As an undergraduate student, I met several divorced mothers who were pursuing their first college degrees because they initially opted for marriage rather than education. They believed in the delusion that marrying a man was the key to making a stable home for their children. One woman lamented, “I did what I was supposed to do.” But husbands sometimes develop substance abuse problems, lose their jobs, are incarcerated, or opt to leave, sometimes to start new families with other women or men. Women who choose marriage to men before motherhood can become unwed mothers with a single-income budget. According to the CDC, more than half of U.S. marriages end in divorce, so to advocate marriage to a man as a golden ticket to a happy home that will produce a well-adjusted child is unrealistic.
What does this vilification of unwed motherhood say to women who take their children and leave their abusive husbands, to women and girls who choose not to abort their children conceived as the result of sexual assault, to lesbian women who choose to have children alone or with other women?
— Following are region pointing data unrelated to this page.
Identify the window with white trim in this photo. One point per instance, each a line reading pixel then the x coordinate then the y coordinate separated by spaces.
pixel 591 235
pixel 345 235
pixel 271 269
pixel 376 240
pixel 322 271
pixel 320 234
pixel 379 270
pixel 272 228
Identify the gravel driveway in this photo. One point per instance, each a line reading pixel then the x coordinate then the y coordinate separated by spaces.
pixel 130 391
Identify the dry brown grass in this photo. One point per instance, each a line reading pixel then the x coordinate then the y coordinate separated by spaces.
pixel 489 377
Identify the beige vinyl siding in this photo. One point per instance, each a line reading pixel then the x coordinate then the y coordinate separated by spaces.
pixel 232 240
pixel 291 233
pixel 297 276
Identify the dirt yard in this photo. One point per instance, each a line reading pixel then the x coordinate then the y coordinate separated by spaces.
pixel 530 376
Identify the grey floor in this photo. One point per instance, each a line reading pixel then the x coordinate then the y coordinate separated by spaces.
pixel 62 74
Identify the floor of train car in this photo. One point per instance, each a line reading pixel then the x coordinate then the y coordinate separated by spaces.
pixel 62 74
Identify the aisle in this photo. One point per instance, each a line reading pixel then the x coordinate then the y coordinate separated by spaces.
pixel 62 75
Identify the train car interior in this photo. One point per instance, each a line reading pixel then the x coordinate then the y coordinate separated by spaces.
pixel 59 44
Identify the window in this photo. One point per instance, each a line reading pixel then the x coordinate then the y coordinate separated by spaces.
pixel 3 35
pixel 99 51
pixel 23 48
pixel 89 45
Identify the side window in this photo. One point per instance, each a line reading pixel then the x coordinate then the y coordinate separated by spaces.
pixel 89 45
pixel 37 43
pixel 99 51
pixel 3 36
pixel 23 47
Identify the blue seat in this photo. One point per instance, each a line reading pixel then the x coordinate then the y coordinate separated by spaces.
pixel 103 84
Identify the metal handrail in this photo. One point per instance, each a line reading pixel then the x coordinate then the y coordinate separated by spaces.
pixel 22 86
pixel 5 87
If the goal is to nurture healthy children, here are my five pieces of advice:
1. Stop telling the children of unwed mothers that they needn’t bother striving for success because their bleak destinies were fixed the moment their mothers conceived.
2. Encourage communities to support unwed mothers.
3. Understand that the unwed-mother-as-social-disease narrative perpetuates homophobia and sexism.
4. Realize that a child is always a gift, never a symptom of social disease.
5. Recognize that women can be good role models for their children as evidenced by the fact that many children of unwed mothers grow up to be healthy, happy, kind, law-abiding, intelligent, talented young people. . .just like my son.
Dr. Rabi’a Hakima has been an instructor of English at the University of Alabama at Birmingham since fall 2008. She earned her Ph.D. from Auburn University in fall 2011. Her primary research interests are feminist theory and women’s writing.